MAT autocostruito di Luciano Milossa
Nel mio continuo curiosare su
accessori più o meno validi sono incappato in varie tipologie di mat che
dovrebbero aiutare i nostri amati giradischi ad esprimersi meglio, e tra i vari
sugheri, piombi,leghe particolari,grafiti e materiali gommosi e plastici ne ho
apprezzato parecchi.
Diciamo che non amo i tappetini di piombo in quanto a mio personalissimo avviso
il peso piuttosto importante di quest' ultimi incide notevolmente sullo sforzo
della cinghia e del motore di trazione, la grafite è ottima ma MOLTO MOLTO
costosa, il sughero va bene ma meno della grafite e comunque inizia a costare
pure quello, poi mi sono imbattuto in un Mat piuttosto conosciuto fatto di un
materiale gommoso rosso e si presenta come una specie di rete formata da questi
quasi pallini gommosi, tipo neoprene per dargli un' assomiglianza a qualcosa di
conosciuto, o a quel materiale che riveste i tubi di color nero.

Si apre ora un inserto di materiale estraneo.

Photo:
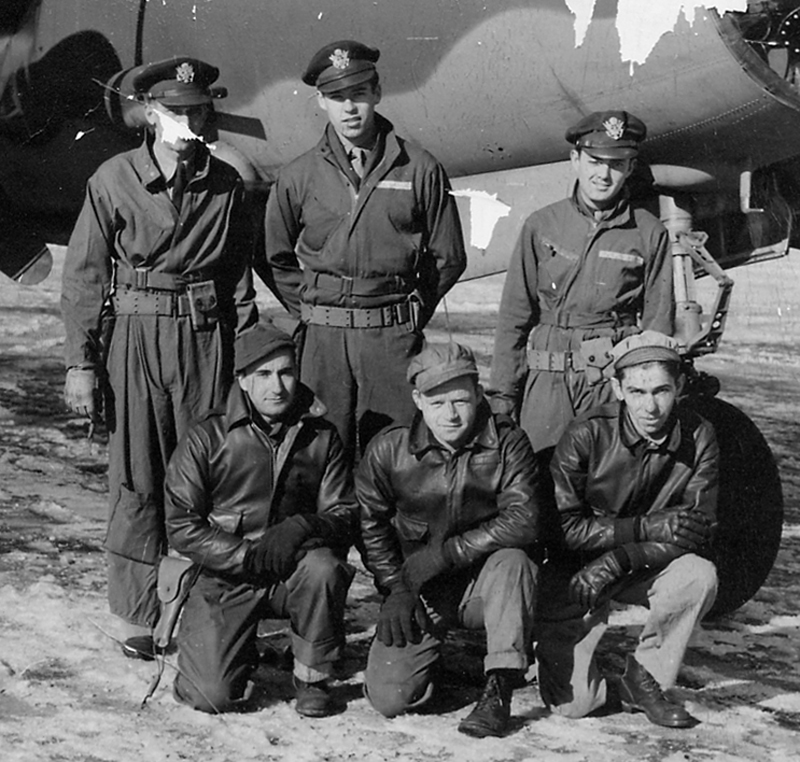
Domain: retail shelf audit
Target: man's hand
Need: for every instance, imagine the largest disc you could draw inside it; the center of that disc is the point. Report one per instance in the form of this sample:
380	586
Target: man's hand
424	565
274	556
586	587
687	529
79	391
402	619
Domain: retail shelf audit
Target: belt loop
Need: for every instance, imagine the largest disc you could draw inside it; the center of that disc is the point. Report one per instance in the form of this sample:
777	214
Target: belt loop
347	285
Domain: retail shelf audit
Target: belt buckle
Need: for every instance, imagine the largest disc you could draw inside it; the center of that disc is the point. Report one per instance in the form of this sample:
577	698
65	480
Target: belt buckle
140	278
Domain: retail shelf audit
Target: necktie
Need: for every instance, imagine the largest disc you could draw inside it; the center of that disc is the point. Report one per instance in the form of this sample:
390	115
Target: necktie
178	184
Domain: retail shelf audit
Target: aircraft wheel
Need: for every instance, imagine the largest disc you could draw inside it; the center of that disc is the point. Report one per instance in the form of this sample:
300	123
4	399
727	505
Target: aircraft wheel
750	510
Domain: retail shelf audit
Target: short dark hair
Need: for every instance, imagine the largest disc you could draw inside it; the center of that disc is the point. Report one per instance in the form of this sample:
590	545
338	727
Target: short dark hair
675	369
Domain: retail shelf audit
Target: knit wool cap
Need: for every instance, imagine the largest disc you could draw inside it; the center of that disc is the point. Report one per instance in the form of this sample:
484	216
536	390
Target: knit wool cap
438	363
647	346
256	344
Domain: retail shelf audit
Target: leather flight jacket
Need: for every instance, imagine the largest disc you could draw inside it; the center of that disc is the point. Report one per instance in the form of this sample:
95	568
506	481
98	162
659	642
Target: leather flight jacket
228	481
606	474
413	491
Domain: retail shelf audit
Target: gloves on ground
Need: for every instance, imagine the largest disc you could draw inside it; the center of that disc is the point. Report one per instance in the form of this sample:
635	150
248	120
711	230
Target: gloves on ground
274	556
588	585
79	391
402	619
687	529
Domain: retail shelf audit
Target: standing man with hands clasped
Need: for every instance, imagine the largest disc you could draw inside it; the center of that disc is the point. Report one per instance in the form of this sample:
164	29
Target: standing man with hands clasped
363	239
586	272
636	485
159	253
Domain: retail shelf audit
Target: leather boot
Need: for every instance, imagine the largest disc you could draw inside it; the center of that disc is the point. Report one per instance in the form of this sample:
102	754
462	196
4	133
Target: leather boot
493	710
638	690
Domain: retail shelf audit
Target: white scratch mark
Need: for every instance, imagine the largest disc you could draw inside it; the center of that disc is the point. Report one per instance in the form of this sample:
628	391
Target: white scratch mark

Tastandolo mi ricordava qualcos' altro, che però proprio non mi veniva in mente,
finchè una decina di giorni fà andai da un mio fornitore di materiali
alberghieri e, ad una parete ,vedo in vendita al metro dei tappetini in simil
neoprene formati da una rete di pallini di questo materiale, toccandolo notai la
somiglianza con il mat che mi era stato imprestato da un amico, allorchè decisi
di investire questi 3 euro per comprarmi un mezzo metro di questo tappetino blu
( si usa per appoggiarlo sui tavoli dove si scolano le pentole appena lavate).
Arrivato a casa prendo un vecchio vinile lo appoggio sul tappetino e con una
taglierina ne ritaglio il contorno,
poi avendo un Thorens estraggo dal perno centrale l' anello di allumino ove si appoggia il clamp e lo pongo al centro del mio ultra tecnologico tappetino e ritaglio con precisione, operazione facile in quanto la taglierina era perfetta e questa gomma neoprenica si taglia facilmente.
Una volta ottenuto questo risultato entusiasmante della tecnologia spaziale lo adagio sul piatto del mio giradischi togliendo il tappetino in gomma originale.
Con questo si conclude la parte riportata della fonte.